Buying a home means packing, moving, spending a lot of money, one of the most emotional times in a person’s life.  Add to that having to deal with different personalities on the other end ( the seller ) that you cannot control and you get a recipe for an emotional cocktail that will explode if not managed properly. Even the most mild mannered people tend to get highly emotional during a purchase transaction.

Here are things that some of my clients, the nicest people in the world, have said while negotiating their home:

“These sellers are jerks, I can’t believe they won’t accept our price.”

“They are being ridiculous , what a bunch of a—holes. I don’t even want to buy their home now.”

“If they don’t accept our latest counter, they can take their home and shove it up their ….”

Ok, you get the point. In reality, most buyers and sellers are perfectly good people. During a transaction however, emotions will overpower logic and reasoning and get the best of everyone if you let it.

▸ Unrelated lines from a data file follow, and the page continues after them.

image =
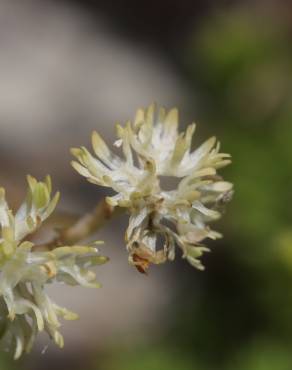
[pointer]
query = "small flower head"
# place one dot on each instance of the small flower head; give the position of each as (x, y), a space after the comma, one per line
(160, 219)
(25, 307)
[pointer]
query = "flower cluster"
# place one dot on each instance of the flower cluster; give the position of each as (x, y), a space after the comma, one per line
(160, 219)
(25, 308)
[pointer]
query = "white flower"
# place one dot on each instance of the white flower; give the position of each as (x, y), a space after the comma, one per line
(152, 149)
(25, 308)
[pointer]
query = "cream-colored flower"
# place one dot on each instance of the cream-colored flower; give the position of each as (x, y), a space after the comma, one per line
(25, 308)
(160, 219)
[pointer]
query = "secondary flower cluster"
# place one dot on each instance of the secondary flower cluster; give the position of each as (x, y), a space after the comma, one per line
(160, 219)
(25, 308)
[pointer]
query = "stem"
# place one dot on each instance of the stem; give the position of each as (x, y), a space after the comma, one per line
(83, 227)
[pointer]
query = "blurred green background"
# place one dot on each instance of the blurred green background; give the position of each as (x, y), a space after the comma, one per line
(234, 61)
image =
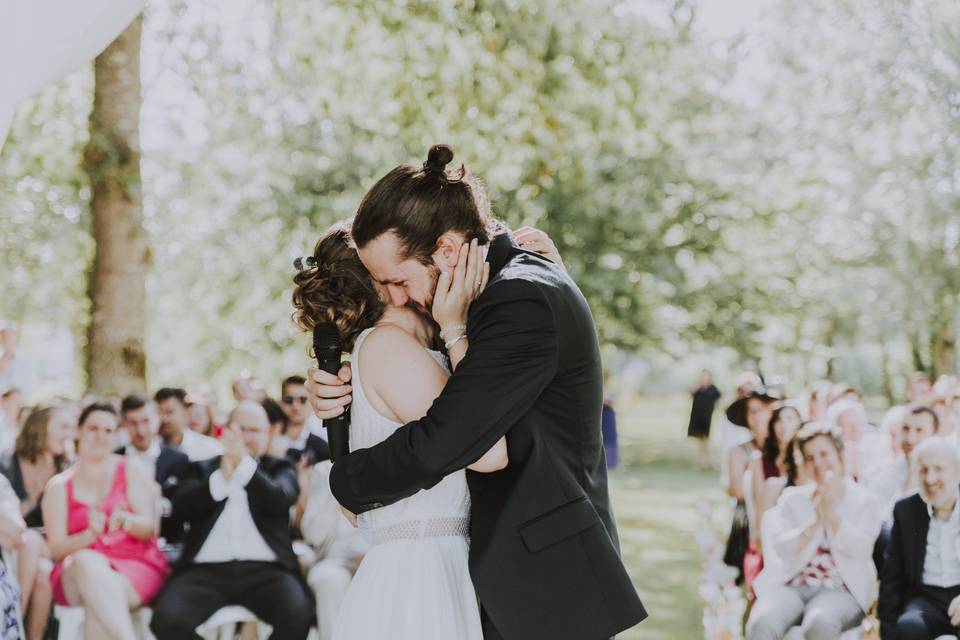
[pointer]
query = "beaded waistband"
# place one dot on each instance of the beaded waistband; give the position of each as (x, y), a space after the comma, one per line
(417, 529)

That’s why having an agent, someone who is not emotionally attached to the transaction, to guide you is invaluable.


Ok, here’s one last try. Ask yourself this question: If you had to go to court, would you hire your own attorney?

That’s an analogy we use a lot because a successful real estate transaction occurs with two different agents, each representing their own client.

Would you want the other person’s attorney representing you as well, knowing their loyalty and fidiciuary duty lies with the other party?

Or would you prefer to represent yourself, thinking that you can possibly out duel someone who has more experience and knowledge that you do?

How about if you could get a great attorney to represent you and the other party had to pay for it? If that sounds like the best option, then you should hire your own buyer’s agent. If not…

I get it, some folks are narrow minded and simply need to do things on their own. To those people I say “good luck”, as a fool and their money are soon parted.